Mentioned, for the first time, in a document of 1172, it is in fact adorned with numerous depictions of men, animals and monstrous beings that belong to the rich and varied imaginary of creatures that populated medieval art.
It is possible to admire some of these representations already outside the church but it is inside, in the rich and precious capitals, that the imagination of the artists has created the most surprising works.
However, religious buildings are living creatures, animated by the faithful who gather in prayer, change and change with the passage of time, with the affirmation (or decadence) of cults and the evolution of artistic styles.
Even the church of Gavi naturally shows the signs of the passage of time: the interior, divided into three naves, was in fact partially renovated during the Baroque period and today houses a series of works also created by famous Genoese artists (for example Giovan Battista Paggi, Giovanni Raffaele Badaracco, Giovanni Battista Carlone and Lazzaro Calvi).

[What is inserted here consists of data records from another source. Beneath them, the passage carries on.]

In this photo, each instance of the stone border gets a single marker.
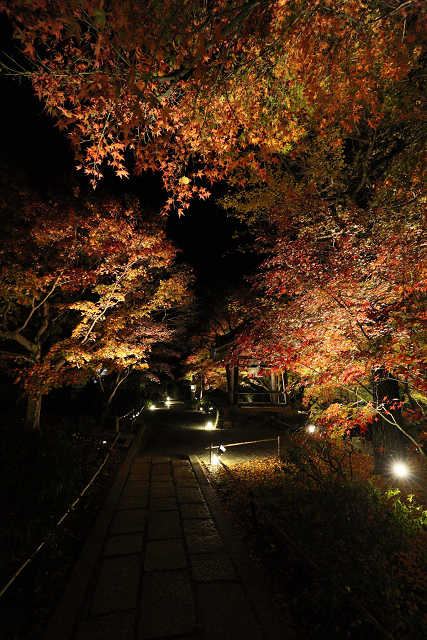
(61, 624)
(270, 620)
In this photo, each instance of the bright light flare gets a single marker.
(400, 469)
(216, 456)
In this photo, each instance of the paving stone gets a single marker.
(143, 469)
(163, 478)
(195, 510)
(167, 605)
(120, 545)
(226, 613)
(139, 473)
(201, 536)
(141, 466)
(183, 472)
(129, 521)
(163, 504)
(133, 502)
(161, 470)
(186, 483)
(181, 463)
(164, 555)
(118, 626)
(188, 494)
(163, 525)
(135, 488)
(212, 566)
(141, 458)
(162, 489)
(117, 584)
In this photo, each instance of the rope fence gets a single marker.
(33, 555)
(223, 447)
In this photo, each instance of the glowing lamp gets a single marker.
(216, 456)
(400, 469)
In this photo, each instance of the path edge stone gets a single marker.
(272, 623)
(62, 622)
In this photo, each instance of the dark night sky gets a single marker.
(30, 142)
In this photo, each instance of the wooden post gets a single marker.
(253, 511)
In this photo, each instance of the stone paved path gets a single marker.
(164, 562)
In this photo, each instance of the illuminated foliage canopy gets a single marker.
(88, 286)
(208, 90)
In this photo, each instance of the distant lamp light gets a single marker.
(400, 469)
(216, 456)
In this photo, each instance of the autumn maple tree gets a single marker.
(205, 91)
(88, 287)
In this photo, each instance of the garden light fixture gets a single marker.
(400, 469)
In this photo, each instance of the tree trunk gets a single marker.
(232, 383)
(34, 405)
(388, 440)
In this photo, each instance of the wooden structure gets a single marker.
(222, 349)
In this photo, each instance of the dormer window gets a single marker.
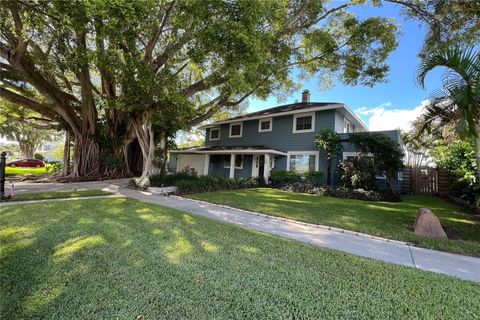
(236, 130)
(214, 134)
(304, 122)
(265, 125)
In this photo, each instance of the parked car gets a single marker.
(26, 163)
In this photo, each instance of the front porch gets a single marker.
(229, 162)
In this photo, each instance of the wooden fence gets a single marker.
(425, 180)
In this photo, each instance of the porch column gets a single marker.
(207, 165)
(232, 166)
(266, 168)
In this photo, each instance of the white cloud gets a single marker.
(384, 117)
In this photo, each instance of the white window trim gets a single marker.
(303, 153)
(230, 129)
(210, 134)
(301, 115)
(264, 120)
(227, 166)
(355, 154)
(345, 121)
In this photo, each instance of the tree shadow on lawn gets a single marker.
(118, 258)
(385, 219)
(76, 252)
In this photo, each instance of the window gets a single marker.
(347, 126)
(238, 162)
(215, 134)
(265, 125)
(304, 122)
(236, 130)
(302, 161)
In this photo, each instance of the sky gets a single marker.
(386, 106)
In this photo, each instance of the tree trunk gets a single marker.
(392, 184)
(477, 150)
(66, 154)
(146, 138)
(86, 158)
(329, 171)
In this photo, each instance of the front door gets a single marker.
(261, 165)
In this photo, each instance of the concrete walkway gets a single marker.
(397, 252)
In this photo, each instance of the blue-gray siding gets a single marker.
(283, 139)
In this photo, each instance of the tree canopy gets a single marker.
(25, 127)
(117, 72)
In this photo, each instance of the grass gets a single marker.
(121, 258)
(390, 220)
(60, 194)
(22, 171)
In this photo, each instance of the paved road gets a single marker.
(397, 252)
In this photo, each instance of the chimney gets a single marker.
(306, 96)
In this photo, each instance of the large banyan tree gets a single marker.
(122, 77)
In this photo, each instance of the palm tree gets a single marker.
(458, 102)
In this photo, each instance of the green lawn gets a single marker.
(390, 220)
(60, 194)
(121, 258)
(25, 171)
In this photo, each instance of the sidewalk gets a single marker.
(397, 252)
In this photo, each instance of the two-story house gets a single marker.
(282, 137)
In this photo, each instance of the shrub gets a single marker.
(329, 191)
(210, 183)
(458, 158)
(314, 178)
(54, 167)
(140, 183)
(160, 180)
(282, 177)
(357, 173)
(387, 154)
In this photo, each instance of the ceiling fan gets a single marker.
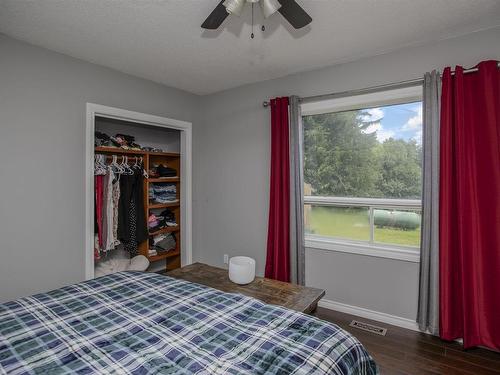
(289, 9)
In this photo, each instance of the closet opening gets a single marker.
(138, 211)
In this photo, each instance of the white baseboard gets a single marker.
(370, 314)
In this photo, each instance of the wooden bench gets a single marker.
(295, 297)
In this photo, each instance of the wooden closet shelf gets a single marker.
(166, 230)
(168, 254)
(163, 205)
(116, 150)
(165, 179)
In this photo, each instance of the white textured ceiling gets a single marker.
(161, 40)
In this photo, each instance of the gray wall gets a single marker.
(231, 171)
(42, 152)
(42, 126)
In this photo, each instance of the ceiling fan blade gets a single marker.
(294, 13)
(215, 19)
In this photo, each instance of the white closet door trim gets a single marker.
(185, 127)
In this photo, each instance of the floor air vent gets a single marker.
(368, 327)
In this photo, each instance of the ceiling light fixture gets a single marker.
(234, 6)
(269, 7)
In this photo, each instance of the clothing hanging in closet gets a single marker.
(119, 206)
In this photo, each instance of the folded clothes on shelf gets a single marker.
(162, 171)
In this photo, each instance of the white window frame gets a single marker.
(368, 248)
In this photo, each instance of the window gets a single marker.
(362, 171)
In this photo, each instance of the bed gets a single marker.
(145, 323)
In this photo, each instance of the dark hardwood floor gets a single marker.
(404, 351)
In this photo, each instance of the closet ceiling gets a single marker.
(161, 40)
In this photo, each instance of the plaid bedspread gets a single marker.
(144, 323)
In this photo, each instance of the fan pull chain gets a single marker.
(253, 35)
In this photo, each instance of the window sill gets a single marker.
(378, 251)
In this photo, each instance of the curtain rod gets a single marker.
(368, 90)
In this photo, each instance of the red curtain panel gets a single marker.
(470, 206)
(278, 233)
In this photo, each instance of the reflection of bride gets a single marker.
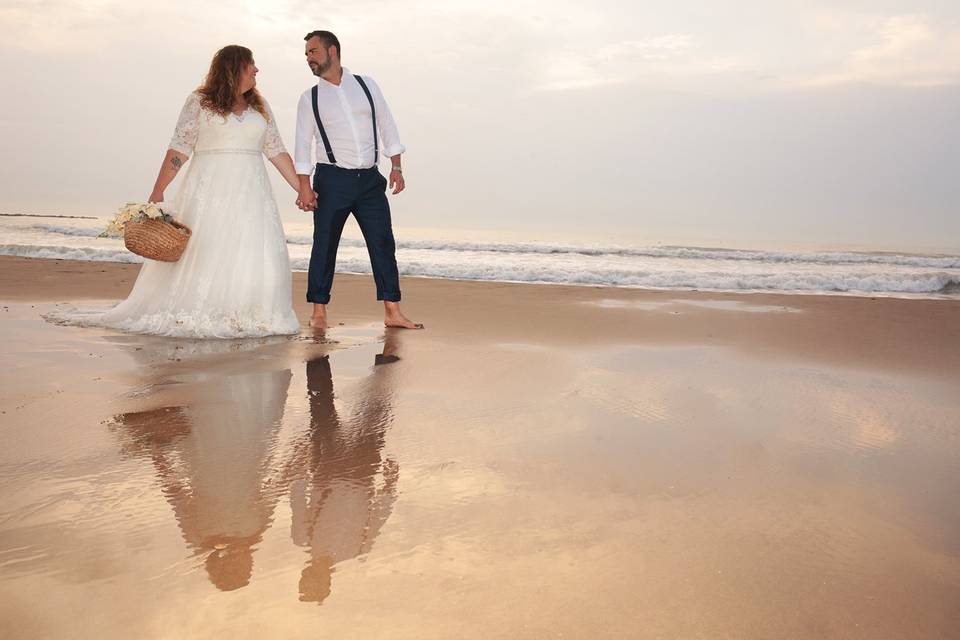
(214, 459)
(339, 503)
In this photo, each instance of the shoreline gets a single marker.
(890, 333)
(556, 460)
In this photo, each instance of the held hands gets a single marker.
(396, 182)
(307, 200)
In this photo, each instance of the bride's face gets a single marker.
(248, 77)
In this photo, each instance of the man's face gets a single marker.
(318, 56)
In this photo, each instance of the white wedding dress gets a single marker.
(234, 279)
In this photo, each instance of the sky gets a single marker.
(744, 123)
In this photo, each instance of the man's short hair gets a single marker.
(326, 37)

Leaving the church, which can rightly be considered a precious treasure chest of works of art, and before visiting the characteristic arcade that adorns the right side of the parish and from which you access a terrace overlooking the surrounding landscape, it is good to stop to admire the decoration that adorns the access portal.
On the architrave, in particular, a very original representation of the Last Supper is visible: in the center, in a higher position, we see Jesus with the apostles on the sides (Peter recognizes himself thanks to the keys).
Above the Savior two angels are depicted who, with their wings spread and together with the dove of the Holy Spirit, seem to descend directly from Paradise to the Son of God.
Particular attention deserves the depiction of the table, on which there are six plates each containing a fish, which despite being frontal allows the legs of the apostles to be seen.
Finally, under the feet of Jesus we see the representation of a figure upside down which, according to some, represents the devil.